Kira turned to her sister and ordered her in Polish to shut up. Lucy fired back some insult of her own and marched off in a huff with Mitch to a far corner of the garden.

“There wasn’t a vampire in the cemetery. It was a—a person.” I bit off the word “murderer.” Kira probably guessed that was who’d been near the Carmilla ritual, but putting it into words would make it seem real and terrifying.

“I need to know who or what you saw. The sooner I know, the sooner I can see that your life returns to normal.”

“Tyler screamed that there was a vampire,” Kira whispered after a minute. “I turned around and took a picture, and then, when I lost my phone, I thought it was the vampire’s power that took it from me.”

“What did he look like?”

“I don’t know, it all happened so fast, and it was rainy. He had a black shiny hood over his head, and his face was white, I thought he was Death, that’s what Death looks like in Lucy’s and my picture Bible. When Arielle almost got dead I thought he cursed her, for seeing him, and now he’ll curse me, too.”

“You’re sure it was a man? Could it have been a woman?”

“I don’t know.”

“Do you have a sense of how tall he was?”

Kira was starting to cry. “I don’t know, I don’t know, I don’t know.”

I pulled her to me. She stood stiffly in the circle of my arm, tears running down her face. When Lucy saw her sister was crying she rushed back over, her own sense of injury forgotten. She grabbed Kira’s hand and tried to pull her from me, shrieking at us to say what was wrong, what had happened.

“Oh, just go away,” Kira sobbed. “I want to go home, I want my mom, I want my
tata
, I want life to be like before he left us.”

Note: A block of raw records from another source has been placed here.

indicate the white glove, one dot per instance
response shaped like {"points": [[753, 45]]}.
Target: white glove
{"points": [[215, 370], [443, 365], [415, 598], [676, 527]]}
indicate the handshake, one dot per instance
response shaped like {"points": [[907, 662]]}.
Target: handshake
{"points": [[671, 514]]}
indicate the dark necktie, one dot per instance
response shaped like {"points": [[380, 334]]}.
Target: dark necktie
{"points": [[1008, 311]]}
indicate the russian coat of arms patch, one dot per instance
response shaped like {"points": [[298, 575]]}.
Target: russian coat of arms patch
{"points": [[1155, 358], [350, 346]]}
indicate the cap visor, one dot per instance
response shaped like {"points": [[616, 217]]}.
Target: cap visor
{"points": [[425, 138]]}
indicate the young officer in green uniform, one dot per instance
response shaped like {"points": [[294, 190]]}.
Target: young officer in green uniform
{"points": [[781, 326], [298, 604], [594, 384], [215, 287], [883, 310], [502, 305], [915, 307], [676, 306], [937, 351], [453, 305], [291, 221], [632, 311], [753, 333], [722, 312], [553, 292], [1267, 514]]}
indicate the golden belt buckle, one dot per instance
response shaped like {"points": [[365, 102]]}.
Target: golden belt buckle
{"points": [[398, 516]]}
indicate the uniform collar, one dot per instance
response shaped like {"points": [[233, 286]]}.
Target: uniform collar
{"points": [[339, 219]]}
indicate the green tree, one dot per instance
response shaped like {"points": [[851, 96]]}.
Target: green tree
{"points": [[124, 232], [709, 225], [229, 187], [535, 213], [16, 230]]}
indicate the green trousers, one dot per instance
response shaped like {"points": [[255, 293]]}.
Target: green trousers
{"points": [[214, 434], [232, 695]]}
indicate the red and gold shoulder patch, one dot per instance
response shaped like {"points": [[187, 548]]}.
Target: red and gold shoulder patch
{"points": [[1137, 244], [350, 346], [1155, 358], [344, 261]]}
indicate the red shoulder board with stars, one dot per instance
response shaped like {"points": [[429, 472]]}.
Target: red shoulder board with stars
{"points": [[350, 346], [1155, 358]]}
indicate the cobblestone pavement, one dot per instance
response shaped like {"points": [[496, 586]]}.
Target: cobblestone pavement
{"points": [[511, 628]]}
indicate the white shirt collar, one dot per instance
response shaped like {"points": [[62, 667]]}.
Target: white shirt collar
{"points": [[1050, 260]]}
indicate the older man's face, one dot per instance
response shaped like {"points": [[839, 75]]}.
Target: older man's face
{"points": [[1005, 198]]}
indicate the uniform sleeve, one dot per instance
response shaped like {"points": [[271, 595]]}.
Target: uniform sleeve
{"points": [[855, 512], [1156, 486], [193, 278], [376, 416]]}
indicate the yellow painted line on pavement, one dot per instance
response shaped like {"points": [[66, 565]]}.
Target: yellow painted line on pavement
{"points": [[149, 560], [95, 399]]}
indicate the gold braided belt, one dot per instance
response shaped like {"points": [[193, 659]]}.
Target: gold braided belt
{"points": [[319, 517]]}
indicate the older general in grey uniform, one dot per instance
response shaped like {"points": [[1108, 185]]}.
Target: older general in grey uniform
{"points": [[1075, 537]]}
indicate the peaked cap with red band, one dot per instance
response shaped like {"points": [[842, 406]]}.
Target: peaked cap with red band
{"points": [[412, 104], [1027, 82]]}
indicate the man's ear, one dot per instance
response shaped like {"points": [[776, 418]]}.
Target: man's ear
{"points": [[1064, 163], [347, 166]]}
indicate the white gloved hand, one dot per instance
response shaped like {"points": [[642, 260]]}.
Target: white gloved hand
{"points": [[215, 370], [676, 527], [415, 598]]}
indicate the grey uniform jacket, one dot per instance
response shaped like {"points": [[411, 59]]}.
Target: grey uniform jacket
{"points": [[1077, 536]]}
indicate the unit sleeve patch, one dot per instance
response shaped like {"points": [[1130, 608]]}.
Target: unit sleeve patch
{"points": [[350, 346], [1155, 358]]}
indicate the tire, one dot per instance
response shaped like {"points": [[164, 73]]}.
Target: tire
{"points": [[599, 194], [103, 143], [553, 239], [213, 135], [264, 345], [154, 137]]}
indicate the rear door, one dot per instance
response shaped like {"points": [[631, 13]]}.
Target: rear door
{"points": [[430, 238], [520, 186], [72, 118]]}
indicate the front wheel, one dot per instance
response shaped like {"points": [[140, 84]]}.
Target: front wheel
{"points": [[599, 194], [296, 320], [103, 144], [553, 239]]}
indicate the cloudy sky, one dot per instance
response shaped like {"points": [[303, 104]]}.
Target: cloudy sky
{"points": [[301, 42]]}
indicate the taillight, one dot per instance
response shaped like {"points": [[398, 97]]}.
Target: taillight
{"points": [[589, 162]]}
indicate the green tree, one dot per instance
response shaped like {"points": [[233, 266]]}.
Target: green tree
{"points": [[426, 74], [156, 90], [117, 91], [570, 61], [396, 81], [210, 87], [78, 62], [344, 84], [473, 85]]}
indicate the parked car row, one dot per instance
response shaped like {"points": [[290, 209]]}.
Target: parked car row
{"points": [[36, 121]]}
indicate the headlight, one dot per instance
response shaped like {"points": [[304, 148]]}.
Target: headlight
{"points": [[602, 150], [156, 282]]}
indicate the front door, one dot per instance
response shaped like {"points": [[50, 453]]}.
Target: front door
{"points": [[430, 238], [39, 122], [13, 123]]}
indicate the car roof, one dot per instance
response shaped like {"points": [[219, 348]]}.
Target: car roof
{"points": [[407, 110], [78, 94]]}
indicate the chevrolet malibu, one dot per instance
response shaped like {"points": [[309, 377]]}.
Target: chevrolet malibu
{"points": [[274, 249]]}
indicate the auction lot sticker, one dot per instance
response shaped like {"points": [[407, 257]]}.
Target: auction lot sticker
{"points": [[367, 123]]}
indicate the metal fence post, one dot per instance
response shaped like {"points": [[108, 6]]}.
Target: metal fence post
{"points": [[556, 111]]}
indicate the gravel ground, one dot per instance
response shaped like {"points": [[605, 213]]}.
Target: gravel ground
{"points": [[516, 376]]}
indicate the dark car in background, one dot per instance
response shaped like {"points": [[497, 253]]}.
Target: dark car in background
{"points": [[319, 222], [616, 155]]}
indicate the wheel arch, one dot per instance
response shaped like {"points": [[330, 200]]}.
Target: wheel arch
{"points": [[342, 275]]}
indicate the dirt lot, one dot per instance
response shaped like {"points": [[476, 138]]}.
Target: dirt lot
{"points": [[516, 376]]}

The dogs began twining around her, licking her legs. Their mewling made her relax inside my embrace. She leaned against my breast, her chest heaving with her sobs. Lucy clung to my other arm, frightened at seeing her big sister so vulnerable.

After a time, when Kira’s tears had eased, I took the girls upstairs and filled the tub with lavender salts. Both sisters climbed in. When Mitch wanted to join them, I left Kira to deal with him. Fighting him would take her mind off her own fears.

From the shrieks and splashes I heard while I tidied the bedroom, it sounded as though Mitch had brought a sense of normality back to the girls. I fixed lunch on a tray so they could sit in bed like princesses, watching TV and eating peanut-butter sandwiches. Mitch, his black fur drenched, but smelling sweetly of lavender, bounded into bed with them.

As I mopped the bathroom floor and strained black hairs from the tub, I mulled over the skimpy information Kira had given me. No wonder the man in the black rain slicker looked like a vampire or death itself: he’d just murdered a man. It must have sent a shock through him to have that group of girls show up singing and dancing seconds after he’d stabbed Wuchnik.

Or had it? I went back to the question I’d been asking all along: had he chosen the cemetery, along with a vampire-style killing, because he knew the Carmilla girls would be there already?

But then, how had he known? Wuchnik was the blackmailer, the eavesdropper. I was assuming he was the person the Ashfords had sent out to Ruhetal to put a stop to Leydon’s work on behalf of her mentally incompetent client, but what was the connection between the Ashford family and the Carmilla club in the cemetery?

I called Petra over at the Malina Foundation: it was just possible that Trina Ashford—Leydon’s niece—belonged to one of the Malina book groups. Petra clicked through computer screens while I waited but came up empty.